Apollo 11 was an American Apollo Program spacecraft that was in service with NASA in the mid-20th century. This craft carried three astronauts to the moon. Apollo 11 was launched atop a Saturn V rocket from Cape Kennedy. The original launch time was set for 6 am Eastern Standard Time. (TOS: "Tomorrow is Yesterday")
The Apollo 11 lunar landing was shown on TV, a broadcast that the "whole world" had watched. Shannon O'Donnel was eleven years old at the time, and later recalled watching the landing on TV, and would also have dreams recalling Armstrong's famous words: "That's one small step for [a] man, one giant leap for mankind." In 2000, O'Donnell shared her moon landing experience with Jason Janeway, who himself had seen it once in science class. (VOY: "11:59")

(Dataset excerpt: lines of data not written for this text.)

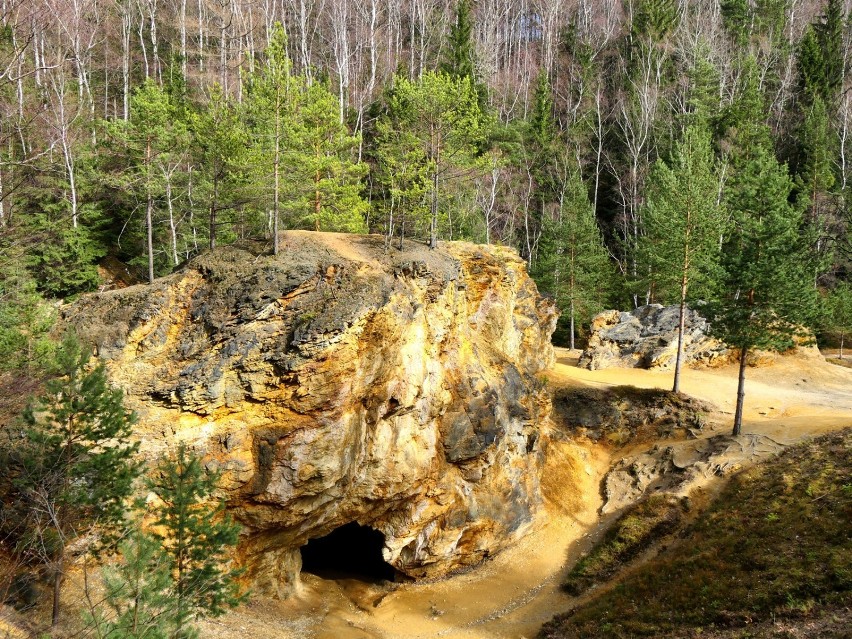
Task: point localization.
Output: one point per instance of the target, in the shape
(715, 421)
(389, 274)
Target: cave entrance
(349, 552)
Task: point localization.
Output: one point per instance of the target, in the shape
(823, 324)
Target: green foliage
(196, 535)
(655, 18)
(683, 222)
(838, 315)
(222, 141)
(74, 468)
(460, 56)
(305, 152)
(25, 317)
(767, 295)
(820, 55)
(573, 264)
(773, 540)
(736, 16)
(322, 162)
(435, 123)
(147, 156)
(138, 599)
(633, 532)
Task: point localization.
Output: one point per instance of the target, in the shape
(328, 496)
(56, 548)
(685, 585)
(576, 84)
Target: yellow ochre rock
(342, 382)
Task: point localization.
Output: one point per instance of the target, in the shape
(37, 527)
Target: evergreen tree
(573, 263)
(460, 57)
(545, 151)
(322, 164)
(271, 105)
(737, 18)
(446, 127)
(815, 178)
(683, 226)
(222, 143)
(152, 145)
(138, 593)
(838, 317)
(74, 468)
(196, 535)
(820, 56)
(767, 294)
(25, 318)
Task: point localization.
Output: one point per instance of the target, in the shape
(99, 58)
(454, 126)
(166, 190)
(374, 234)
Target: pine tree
(321, 161)
(222, 143)
(271, 94)
(838, 318)
(573, 263)
(683, 226)
(815, 178)
(460, 60)
(150, 146)
(767, 293)
(75, 466)
(138, 593)
(196, 535)
(445, 125)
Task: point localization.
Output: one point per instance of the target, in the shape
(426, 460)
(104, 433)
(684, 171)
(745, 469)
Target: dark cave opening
(349, 552)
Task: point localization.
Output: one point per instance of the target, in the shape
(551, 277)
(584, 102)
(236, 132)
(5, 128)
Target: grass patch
(633, 532)
(776, 543)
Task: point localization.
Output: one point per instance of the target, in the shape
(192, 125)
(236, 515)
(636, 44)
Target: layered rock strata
(646, 337)
(340, 382)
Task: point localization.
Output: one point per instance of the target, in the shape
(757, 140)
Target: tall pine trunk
(57, 588)
(680, 326)
(149, 214)
(738, 413)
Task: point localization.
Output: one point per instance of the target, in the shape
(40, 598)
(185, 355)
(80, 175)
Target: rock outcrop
(341, 383)
(647, 338)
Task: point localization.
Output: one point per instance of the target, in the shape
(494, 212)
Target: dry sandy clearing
(511, 595)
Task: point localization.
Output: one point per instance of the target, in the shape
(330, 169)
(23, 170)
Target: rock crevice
(340, 383)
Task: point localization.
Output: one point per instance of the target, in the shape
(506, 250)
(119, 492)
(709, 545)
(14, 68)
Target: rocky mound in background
(626, 414)
(647, 338)
(341, 383)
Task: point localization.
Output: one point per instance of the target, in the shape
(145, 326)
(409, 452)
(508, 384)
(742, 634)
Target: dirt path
(511, 595)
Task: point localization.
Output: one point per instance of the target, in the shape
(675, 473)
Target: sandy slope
(513, 594)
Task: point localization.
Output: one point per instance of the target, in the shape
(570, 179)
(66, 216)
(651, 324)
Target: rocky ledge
(646, 337)
(342, 383)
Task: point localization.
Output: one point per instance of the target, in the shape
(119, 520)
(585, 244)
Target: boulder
(341, 382)
(647, 338)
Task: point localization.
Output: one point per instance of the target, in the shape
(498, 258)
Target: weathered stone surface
(679, 467)
(626, 414)
(647, 338)
(339, 383)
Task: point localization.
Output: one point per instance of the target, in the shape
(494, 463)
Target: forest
(633, 151)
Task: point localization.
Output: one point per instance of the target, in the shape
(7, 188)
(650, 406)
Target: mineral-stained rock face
(340, 383)
(647, 338)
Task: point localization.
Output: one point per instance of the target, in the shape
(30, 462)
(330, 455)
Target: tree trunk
(57, 586)
(317, 200)
(680, 327)
(275, 206)
(572, 325)
(149, 216)
(738, 413)
(433, 223)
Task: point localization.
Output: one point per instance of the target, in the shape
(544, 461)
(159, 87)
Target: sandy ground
(511, 595)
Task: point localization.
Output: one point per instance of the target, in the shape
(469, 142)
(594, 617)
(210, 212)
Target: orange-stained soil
(511, 595)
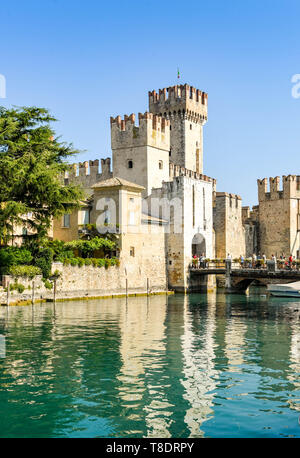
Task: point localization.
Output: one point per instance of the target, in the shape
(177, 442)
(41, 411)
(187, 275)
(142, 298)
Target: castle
(165, 208)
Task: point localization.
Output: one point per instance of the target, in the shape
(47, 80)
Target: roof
(117, 182)
(153, 219)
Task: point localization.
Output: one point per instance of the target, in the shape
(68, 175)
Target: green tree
(32, 162)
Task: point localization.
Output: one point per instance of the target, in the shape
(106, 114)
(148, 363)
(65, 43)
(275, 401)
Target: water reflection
(182, 366)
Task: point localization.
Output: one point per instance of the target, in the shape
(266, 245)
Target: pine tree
(32, 163)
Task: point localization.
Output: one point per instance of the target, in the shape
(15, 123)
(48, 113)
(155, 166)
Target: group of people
(255, 262)
(260, 261)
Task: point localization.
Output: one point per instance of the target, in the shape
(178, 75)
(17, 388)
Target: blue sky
(86, 61)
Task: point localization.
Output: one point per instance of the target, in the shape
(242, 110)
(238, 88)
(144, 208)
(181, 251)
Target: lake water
(210, 365)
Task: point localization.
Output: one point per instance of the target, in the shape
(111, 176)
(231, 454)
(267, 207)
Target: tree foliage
(32, 162)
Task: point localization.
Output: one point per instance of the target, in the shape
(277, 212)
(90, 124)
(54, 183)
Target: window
(66, 220)
(131, 218)
(106, 216)
(83, 217)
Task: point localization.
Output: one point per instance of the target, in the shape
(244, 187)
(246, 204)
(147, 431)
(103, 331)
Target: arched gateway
(198, 245)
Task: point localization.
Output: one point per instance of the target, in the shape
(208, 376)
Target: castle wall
(141, 153)
(229, 230)
(186, 108)
(190, 224)
(87, 174)
(278, 216)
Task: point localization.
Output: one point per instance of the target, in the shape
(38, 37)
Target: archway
(198, 245)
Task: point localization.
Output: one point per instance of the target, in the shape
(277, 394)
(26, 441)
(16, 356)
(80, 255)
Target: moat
(215, 365)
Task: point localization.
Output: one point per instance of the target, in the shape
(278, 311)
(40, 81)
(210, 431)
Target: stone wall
(142, 275)
(229, 230)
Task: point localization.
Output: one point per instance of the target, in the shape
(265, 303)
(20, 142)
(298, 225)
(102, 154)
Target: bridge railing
(269, 265)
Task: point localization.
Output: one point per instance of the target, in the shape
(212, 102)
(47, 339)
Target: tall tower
(186, 108)
(141, 153)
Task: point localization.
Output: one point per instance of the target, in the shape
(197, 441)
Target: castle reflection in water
(151, 366)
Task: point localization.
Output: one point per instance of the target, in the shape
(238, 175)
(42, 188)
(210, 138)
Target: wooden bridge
(238, 279)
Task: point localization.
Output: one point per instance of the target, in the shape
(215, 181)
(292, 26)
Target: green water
(184, 366)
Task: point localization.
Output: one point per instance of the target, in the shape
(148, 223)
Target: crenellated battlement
(153, 130)
(154, 121)
(177, 170)
(229, 201)
(87, 173)
(290, 188)
(181, 100)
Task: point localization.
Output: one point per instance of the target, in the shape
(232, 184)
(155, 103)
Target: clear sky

When James T. Kirk argued in favor of having Sargon and his companions take over the bodies of the crew, in 2268, and emphasized the benefits that it might possibly have on mankind, he explained, "they used to say if man could fly, he'd have wings. But he did fly. He discovered he had to. Do you wish that the first Apollo mission hadn't reached the moon or that we hadn't gone on to Mars or the nearest star?" (TOS: "Return to Tomorrow")
A certificate was awarded to Cadet Harry Kim in 2369 while he was still at Starfleet Academy, related to the Apollo 11 quadricentennial. When temporarily given command of Medical Transport 136 (aka Nightingale) he felt this award was important enough to be one of the few things he brought along for his ready room, including his saxophone and his Academy diploma. (VOY: "Nightingale")
Background information Edit
The three launch components of this mission were the command/service module Columbia (NSSDC ID: 1969-059a), the third stage of the Saturn V rocket (NSSDC ID: 1969-059b), and the lunar module Eagle (NSSDC ID: 1969-059c). The command/service module's name Columbia was later reused for a space shuttle and several civilian and Starfleet starships in the Federation. These include the Columbia NX-02, SS Columbia, and the USS Columbia. Likewise, the Federation starship USS Eagle was named in honor of the lunar module Eagle.